Promis de revenir sur les quelques problèmes qui titillent, ou risquent de titiller, la nouvelle gouvernance culturelle.

Se posent, bien sûr, des questions à propos de la tenue des festivals d’été. Le Corona change obligatoirement la donne. Pas de spectacles étrangers. Carthage et autres «internationaux» se rabattent sur la formule des «nuits». Le résultat ? Nous verrons bien.

Rien de définitif, non plus, au sujet du statut de l’artiste et des métiers artistiques. La consultation traîne, elle aussi. Et la décision, encore hésitante, ne fera jamais rien sans l’accord entier des «pros».

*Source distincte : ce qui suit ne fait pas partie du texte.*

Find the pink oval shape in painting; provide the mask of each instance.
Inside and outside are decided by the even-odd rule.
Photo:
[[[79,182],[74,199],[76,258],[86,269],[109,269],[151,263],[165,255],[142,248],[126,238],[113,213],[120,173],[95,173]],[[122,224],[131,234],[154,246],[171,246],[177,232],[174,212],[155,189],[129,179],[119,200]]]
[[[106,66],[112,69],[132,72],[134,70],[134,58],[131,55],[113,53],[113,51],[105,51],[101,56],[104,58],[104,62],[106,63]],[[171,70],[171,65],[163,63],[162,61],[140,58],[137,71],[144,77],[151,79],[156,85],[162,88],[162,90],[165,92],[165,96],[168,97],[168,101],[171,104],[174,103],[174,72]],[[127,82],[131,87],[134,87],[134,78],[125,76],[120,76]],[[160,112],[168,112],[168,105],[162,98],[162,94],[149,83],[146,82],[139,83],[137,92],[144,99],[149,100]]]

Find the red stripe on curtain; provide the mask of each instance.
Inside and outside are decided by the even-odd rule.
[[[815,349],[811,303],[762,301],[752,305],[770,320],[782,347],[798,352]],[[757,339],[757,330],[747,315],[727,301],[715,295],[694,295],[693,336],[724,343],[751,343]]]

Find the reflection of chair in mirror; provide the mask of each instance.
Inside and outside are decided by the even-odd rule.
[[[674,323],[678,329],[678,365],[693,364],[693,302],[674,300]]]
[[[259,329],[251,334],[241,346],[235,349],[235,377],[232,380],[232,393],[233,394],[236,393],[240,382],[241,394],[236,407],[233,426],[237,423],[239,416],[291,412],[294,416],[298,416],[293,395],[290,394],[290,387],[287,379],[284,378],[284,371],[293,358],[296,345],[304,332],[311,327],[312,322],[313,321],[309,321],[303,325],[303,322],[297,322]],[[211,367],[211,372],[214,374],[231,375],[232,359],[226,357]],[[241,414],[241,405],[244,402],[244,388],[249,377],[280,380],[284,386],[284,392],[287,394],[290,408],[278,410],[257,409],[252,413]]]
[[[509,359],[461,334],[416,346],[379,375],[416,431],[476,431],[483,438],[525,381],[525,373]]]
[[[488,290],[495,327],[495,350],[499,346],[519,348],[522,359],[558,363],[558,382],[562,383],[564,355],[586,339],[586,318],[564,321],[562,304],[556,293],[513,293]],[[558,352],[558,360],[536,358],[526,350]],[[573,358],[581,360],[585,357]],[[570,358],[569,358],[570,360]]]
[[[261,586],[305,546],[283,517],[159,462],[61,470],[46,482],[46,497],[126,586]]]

Mais nous nous attarderons, ici, sur le retour, au printemps 2021, du festival de la chanson tunisienne. Là, croyons-nous, et contrairement à ce que beaucoup pensent, les choses ne se présenteront pas avec autant de facilité.

Il y a d’abord un historique à «dénouer». Le festival de la chanson a cessé d’exister voilà plus de treize ans. Suppléé, un court moment, par le festival de la musique tunisienne. Supplanté à partir de 2010, puis de 2016 à ce jour, par les JMC. A-t-on, au préalable, tout mis au clair, tout expliqué ? Pourquoi l’interruption d’il y a treize ans ? Puis, pourquoi le «supplétif», et puis «l’abandon» ? Pourquoi, enfin, le recours aux JMC ?

Il y avait des raisons à cela. En 2009, une commission réunie par le ministre Abderraouf El Basti les avait clairement délimitées. La pénurie créative, le désintérêt croissant du public, le faux bond des télés privées, entre autres. Le grave déficit moral du secteur, par-dessus tout. Ces régressions, ces entraves, ont-elles, toutes, disparu, aujourd’hui ? Les créateurs de chanson sont-ils redevenus doués, nombreux ? Le public du festival se reconstitue-t-il ? L’audiovisuel privé soutient-il la chanson traditionnelle ? Les professionnels ne se livrent-ils plus de guerres sans merci ?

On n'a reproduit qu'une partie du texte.